Após impasses sobre custeio de viagem, alunos de Fortaleza ganham medalhas na Olimpíada de História
Contabilizando escolas públicas e particulares, o Ceará foi o estado que conquistou o maior número de medalhas na ONHB
Estudantes da rede municipal de Fortaleza foram medalhistas na final da 16ª edição da Olimpíada Nacional em História do Brasil (ONHB), que ocorreu nos dias 24 e 25 de agosto na Universidade Estadual de Campinas (Unicamp), em São Paulo. Nomeada “Hello Kittys Soviéticas”, a equipe da Escola Municipal Professora Maria José Macário Coelho, do bairro Passaré, ganhou a prata na competição, enquanto o grupo “Sábios historiadores viajantes”, da Escola Municipal Marieta Guedes Martins, do Novo Mondubim, ficou com o bronze.
A conquista ocorreu após um impasse sobre o custeio, pela Prefeitura de Fortaleza, das despesas relacionadas à participação das equipes na última etapa do certame, que foi presencial.

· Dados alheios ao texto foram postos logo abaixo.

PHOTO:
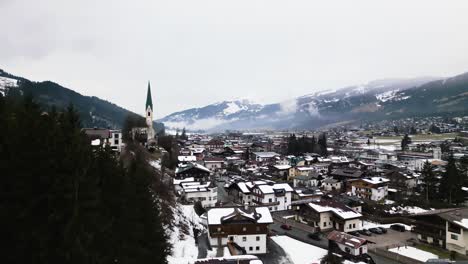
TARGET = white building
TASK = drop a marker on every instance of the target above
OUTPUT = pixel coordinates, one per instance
(374, 188)
(246, 227)
(276, 196)
(327, 214)
(206, 193)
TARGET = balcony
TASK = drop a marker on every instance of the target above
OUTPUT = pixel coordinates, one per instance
(265, 204)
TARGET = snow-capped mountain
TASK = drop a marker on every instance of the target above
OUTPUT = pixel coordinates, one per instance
(308, 111)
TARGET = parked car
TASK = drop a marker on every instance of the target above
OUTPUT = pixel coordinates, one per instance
(398, 227)
(354, 233)
(383, 229)
(365, 232)
(376, 230)
(314, 236)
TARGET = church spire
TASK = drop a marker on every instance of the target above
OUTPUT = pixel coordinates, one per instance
(149, 100)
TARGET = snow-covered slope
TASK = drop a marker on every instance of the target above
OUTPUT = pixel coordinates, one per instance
(6, 83)
(307, 111)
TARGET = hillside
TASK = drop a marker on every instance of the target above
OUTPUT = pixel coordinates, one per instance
(305, 112)
(94, 112)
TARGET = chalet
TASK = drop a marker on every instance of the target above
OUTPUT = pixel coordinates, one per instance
(306, 181)
(277, 196)
(447, 228)
(197, 171)
(245, 227)
(327, 214)
(331, 185)
(214, 163)
(214, 144)
(375, 188)
(351, 247)
(204, 192)
(303, 193)
(264, 156)
(186, 159)
(280, 170)
(402, 181)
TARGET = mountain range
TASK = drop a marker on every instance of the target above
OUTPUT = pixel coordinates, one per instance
(380, 99)
(93, 111)
(376, 100)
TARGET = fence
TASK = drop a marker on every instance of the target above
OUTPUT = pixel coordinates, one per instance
(394, 256)
(294, 223)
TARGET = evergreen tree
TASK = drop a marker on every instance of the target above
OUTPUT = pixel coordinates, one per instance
(430, 181)
(452, 182)
(405, 142)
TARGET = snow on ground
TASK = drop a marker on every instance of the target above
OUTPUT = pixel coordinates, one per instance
(406, 210)
(299, 252)
(156, 164)
(414, 253)
(367, 225)
(184, 249)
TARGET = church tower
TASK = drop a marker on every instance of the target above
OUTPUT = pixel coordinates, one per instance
(149, 113)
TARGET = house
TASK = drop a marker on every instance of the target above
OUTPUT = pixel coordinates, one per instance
(246, 227)
(327, 214)
(401, 181)
(306, 181)
(186, 159)
(199, 172)
(204, 192)
(214, 144)
(331, 185)
(277, 196)
(105, 137)
(374, 188)
(213, 163)
(447, 228)
(264, 156)
(348, 246)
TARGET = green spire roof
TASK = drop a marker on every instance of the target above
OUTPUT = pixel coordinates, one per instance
(149, 101)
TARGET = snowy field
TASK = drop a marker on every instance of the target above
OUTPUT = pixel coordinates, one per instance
(367, 225)
(184, 249)
(299, 252)
(414, 253)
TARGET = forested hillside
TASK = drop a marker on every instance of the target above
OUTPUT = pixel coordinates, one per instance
(63, 201)
(93, 111)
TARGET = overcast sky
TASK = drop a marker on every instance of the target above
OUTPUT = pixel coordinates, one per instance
(199, 52)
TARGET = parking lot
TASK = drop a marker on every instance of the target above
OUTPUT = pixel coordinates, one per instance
(391, 239)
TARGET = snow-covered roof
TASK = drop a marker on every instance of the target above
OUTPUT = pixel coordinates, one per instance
(376, 180)
(263, 215)
(186, 158)
(266, 154)
(266, 188)
(282, 167)
(337, 208)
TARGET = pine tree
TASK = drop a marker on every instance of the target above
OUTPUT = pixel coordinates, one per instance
(452, 182)
(430, 181)
(405, 142)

Inicialmente, apenas três dos 15 estudantes de escolas públicas da Capital finalistas na Olimpíada receberiam suporte financeiro do Município, por formarem a equipe com melhor classificação entre os cinco grupos da rede municipal que poderiam participar da final.
Os demais alunos finalistas, juntos aos professores que integravam as equipes, organizaram vaquinhas para pagar a ida para realização da prova. Após matéria do Diário do Nordeste, a Prefeitura de Fortaleza anunciou que todas as cinco equipes receberiam recursos para viajar para Campinas.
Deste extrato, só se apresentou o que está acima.